# Shark encounter at Ochre Point



## dunnyfromsouthoz (May 22, 2007)

A video from a couple of mates Ive kayaked with - they had an inquisitive 4m shark visit them during a paddle - amazing experience!
And quite close to shore too - maybe 200m/300m out?





or 




BTW Ochre point is between Moana and Maslins

Cheers
Dunny


----------



## scater (Nov 24, 2007)

That would be an amazing experience in a shityourselfinsideout kind of way.


----------



## Stealthfisha (Jul 21, 2009)

Awesome dunny
the second video you sent was cool too....
I enjoyed their reaction in the presence of something that big....
amazing how big they can get...the org that is tracking sharks in australia are monitoring a large female....they say she is over 5.5m...more like 6m.... :shock: ...

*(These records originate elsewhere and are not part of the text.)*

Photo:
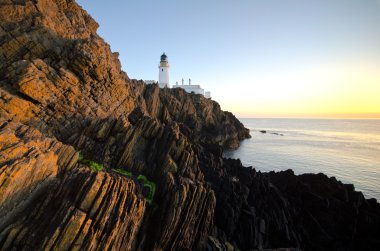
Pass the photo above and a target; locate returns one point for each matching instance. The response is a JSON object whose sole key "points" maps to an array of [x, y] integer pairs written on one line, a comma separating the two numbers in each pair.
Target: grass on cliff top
{"points": [[96, 167], [145, 182]]}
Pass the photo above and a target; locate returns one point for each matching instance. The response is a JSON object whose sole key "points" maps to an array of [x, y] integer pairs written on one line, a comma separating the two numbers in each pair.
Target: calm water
{"points": [[346, 149]]}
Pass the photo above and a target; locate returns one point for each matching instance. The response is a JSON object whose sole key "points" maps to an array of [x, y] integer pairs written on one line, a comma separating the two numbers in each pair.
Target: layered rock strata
{"points": [[62, 92]]}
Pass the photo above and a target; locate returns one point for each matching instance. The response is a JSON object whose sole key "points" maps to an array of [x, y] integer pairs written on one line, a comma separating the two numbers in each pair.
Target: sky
{"points": [[259, 58]]}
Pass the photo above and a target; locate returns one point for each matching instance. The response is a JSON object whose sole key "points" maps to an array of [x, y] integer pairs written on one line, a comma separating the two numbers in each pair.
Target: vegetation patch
{"points": [[149, 184], [96, 167], [123, 172]]}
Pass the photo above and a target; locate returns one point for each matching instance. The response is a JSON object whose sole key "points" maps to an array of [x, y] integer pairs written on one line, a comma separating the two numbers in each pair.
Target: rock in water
{"points": [[90, 159]]}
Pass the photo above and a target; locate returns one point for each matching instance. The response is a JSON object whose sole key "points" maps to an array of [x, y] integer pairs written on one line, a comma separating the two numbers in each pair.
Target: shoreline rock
{"points": [[62, 91]]}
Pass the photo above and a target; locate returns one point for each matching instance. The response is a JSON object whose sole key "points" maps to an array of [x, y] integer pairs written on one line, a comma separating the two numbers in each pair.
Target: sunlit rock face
{"points": [[62, 92]]}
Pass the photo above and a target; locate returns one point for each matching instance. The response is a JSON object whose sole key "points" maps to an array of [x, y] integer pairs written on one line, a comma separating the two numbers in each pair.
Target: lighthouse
{"points": [[163, 75]]}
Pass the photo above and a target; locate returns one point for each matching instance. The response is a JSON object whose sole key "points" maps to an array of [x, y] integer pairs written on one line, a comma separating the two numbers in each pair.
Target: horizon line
{"points": [[314, 116]]}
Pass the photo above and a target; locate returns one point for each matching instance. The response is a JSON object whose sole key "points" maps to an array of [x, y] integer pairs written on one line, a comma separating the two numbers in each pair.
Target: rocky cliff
{"points": [[90, 159]]}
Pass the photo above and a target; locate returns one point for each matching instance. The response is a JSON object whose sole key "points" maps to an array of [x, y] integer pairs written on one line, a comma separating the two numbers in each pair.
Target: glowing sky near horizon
{"points": [[258, 58]]}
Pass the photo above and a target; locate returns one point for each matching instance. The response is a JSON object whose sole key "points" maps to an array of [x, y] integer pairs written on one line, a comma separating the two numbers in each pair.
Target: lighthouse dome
{"points": [[164, 57]]}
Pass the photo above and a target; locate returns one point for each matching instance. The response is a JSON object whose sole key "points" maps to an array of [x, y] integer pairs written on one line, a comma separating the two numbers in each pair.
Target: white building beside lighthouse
{"points": [[163, 75], [163, 80]]}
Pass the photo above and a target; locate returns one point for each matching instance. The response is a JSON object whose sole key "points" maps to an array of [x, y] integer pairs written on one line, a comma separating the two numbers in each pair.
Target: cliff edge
{"points": [[91, 159]]}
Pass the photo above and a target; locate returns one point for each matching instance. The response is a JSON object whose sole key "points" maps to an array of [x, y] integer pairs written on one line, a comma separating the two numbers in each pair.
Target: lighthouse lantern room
{"points": [[163, 75]]}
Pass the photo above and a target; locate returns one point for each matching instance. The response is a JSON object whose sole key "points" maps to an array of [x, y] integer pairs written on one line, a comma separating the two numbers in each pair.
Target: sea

whats the record thats been recorded? 9.2m? I read that somewhere years ago..I think in the guiness or knowledge books....


----------



## scater (Nov 24, 2007)

Stealthfisha said:


> Awesome dunny
> the second video you sent was cool too....
> I enjoyed their reaction in the presence of something that big....
> amazing how big they can get...the org that is tracking sharks in australia are monitoring a large female....they say she is over 5.5m...more like 6m.... :shock: ...
> ...


Six, with some unreliable reports up to seven metres.


----------



## benjiaka (May 30, 2013)

I would have one pair of dirty skins post seeing that! Well done boys for your composure!


----------



## Barrabundy (Sep 29, 2008)

theyakshed.com


----------



## Squidley (May 8, 2010)

Love that big old gap between the fin and the tail. Your friends are lucky in a couple of ways.


----------



## Safa (Aug 4, 2006)

No under water footage.".....................don't worry I wouldn't have tried to get any either :lol: 
Good to see you guys did not panic ,lesson and rule No1


----------



## Ubolt (Dec 8, 2009)

OMG !!!!!


----------